Le président Abdelmadjid Tebboune a récemment réitéré  le soutien de son pays à la cause palestinienne et déploré "l'empressement pour la normalisation", ajoutant que les Algériens n'y "prendront jamais part". Deux pays du Golfe, les Emirats arabes unis et Barhein, ont normalisé leurs relations avec Israël à la mi-septembre. 

D'un côté, il est peu crédible que le Premier ministre israélien se prononce sur les affaires internes de l'Algérie. De l'autre, le message de ces publications paraît très incohérent. 

Il est affirmé dans certains messages que Benjamin Netanyahu s'adresse à l'ensemble des Algériens, et dans d'autres, que son message est seulement destiné aux juifs d'Algérie. 

La communauté juive est aujourd'hui très peu nombreuse en Algérie. La plupart de ses membres ont quitté ce pays au moment de l'indépendance en 1962, la plupart pour rejoindre la France.

Il est aujourd'hui très difficile d'estimer le nombre de juifs vivant en Algérie. "Ils ne sont plus qu'une poignée. Ils vivent très discrètement et sont surtout installés à Alger", avait indiqué l'historien Benjamin Stora à Jeune Afrique en 2013. 

Le résultat d'un montage

Par ailleurs, la capture d'écran du lien renvoyant vers le site de France 24 n'est pas très nette.
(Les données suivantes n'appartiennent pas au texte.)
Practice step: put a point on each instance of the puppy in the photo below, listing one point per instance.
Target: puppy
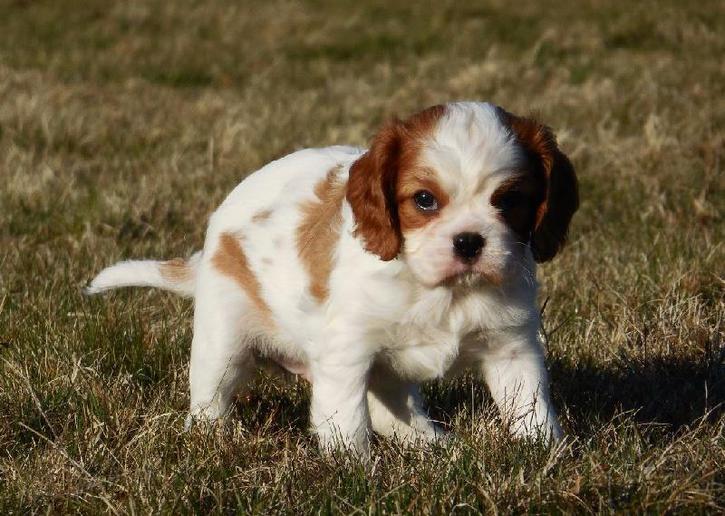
(368, 271)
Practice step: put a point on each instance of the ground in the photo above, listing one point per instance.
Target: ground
(123, 125)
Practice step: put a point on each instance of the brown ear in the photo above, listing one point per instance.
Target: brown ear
(561, 198)
(371, 193)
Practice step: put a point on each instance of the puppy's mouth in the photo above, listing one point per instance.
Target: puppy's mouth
(462, 275)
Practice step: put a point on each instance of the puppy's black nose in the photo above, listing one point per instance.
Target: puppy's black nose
(468, 246)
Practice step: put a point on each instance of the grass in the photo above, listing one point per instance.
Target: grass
(123, 125)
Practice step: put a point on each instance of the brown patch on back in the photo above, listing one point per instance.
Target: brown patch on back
(372, 189)
(230, 260)
(261, 216)
(319, 232)
(175, 271)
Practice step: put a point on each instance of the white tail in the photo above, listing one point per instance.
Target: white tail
(178, 275)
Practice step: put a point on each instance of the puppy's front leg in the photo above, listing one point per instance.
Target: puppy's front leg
(513, 367)
(339, 410)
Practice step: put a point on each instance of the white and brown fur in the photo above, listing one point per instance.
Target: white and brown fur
(324, 262)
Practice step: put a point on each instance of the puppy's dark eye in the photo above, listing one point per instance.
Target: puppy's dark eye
(425, 200)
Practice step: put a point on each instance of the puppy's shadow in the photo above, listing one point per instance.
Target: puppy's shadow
(666, 391)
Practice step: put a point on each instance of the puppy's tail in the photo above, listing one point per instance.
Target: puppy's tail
(177, 275)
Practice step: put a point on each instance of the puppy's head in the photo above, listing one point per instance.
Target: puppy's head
(462, 192)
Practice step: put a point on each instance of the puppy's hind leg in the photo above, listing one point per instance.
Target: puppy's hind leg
(222, 358)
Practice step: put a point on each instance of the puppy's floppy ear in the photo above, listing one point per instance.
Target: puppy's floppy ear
(371, 193)
(561, 198)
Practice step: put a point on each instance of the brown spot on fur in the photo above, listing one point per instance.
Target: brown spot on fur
(373, 183)
(230, 260)
(561, 198)
(517, 200)
(261, 216)
(319, 232)
(175, 270)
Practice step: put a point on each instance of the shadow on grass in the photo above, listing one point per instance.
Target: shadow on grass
(667, 392)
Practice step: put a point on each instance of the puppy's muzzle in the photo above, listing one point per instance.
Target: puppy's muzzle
(467, 246)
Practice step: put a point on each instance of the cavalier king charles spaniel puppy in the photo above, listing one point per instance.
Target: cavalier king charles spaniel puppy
(369, 271)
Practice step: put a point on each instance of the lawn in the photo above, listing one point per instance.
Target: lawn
(124, 124)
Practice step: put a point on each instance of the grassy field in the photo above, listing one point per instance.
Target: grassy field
(123, 125)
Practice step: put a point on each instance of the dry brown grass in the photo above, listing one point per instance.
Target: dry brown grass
(123, 126)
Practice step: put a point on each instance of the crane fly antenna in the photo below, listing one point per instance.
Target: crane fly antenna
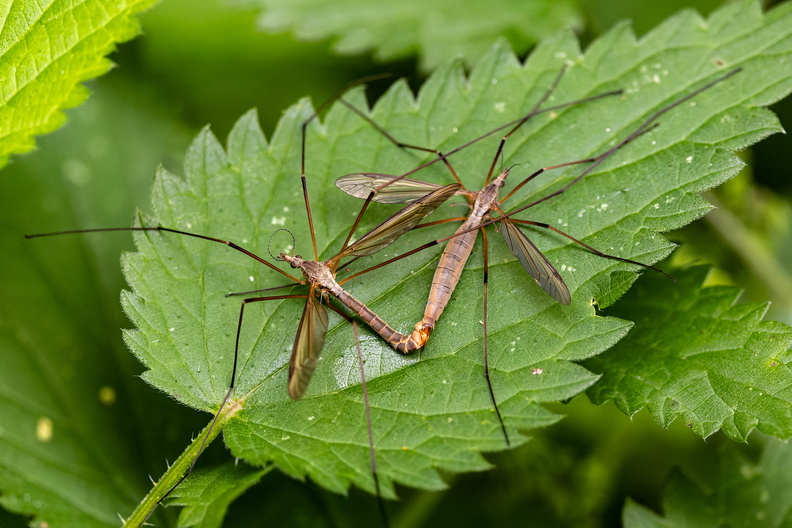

L'assemblage déformé de la photo de Benjamin Netanyahu d'un côté, et de la menorah, symbole de l'Etat  d'Israël, laisse supposer qu'un montage a été effectué.

En haut, sur la gauche de la capture, apparaît le lien de l'article de France 24. En copiant l'URL, nous sommes renvoyés vers un autre article de France 24, publié le 7 octobre, et traitant de l'élection présidentielle aux Etats-Unis. 


Capture d'écran prise sur le site arabophone de France 24, le 16 octobre 2020.

Aucune trace de ces propos

En effectuant une recherche en arabe, en français et en anglais sur le site de France 24 concernant les prétendues déclarations de Benjamin Netanyahu, nous n'avons rien trouvé de semblable. 

Contactée par l'AFP, la rédaction en chef arabophone de France 24 nous a confirmé ne pas avoir publié cette information.

Nous avons également effectué une recherche texte et image sur Google avec les éléments de la publication, sans succès. 

Sur les sites officiels du gouvernement israélien (Premier ministre, ministère des Affaires étrangères) et sur les réseaux sociaux des institutions et des personnalités, aucune information de la sorte n'apparaît.

Référendum en Algérie

Les Algériens sont appelés à se prononcer le 1er novembre sur une réforme de la loi fondamentale censée fonder une "Algérie nouvelle" et répondre aux aspirations du mouvement de protestation populaire Hirak.

Mais ce référendum est décrié par l'opposition et les partisans du Hirak. Nombre d'experts regrettent un "toilettage" de la Constitution présidentialiste héritée de l'ancien président Abdelaziz Bouteflika, sans véritable remise en cause des pouvoirs du chef de l'Etat.

La campagne en vue du référendum sur l'amendement constitutionnel s'est ouverte le 7 octobre discrètement.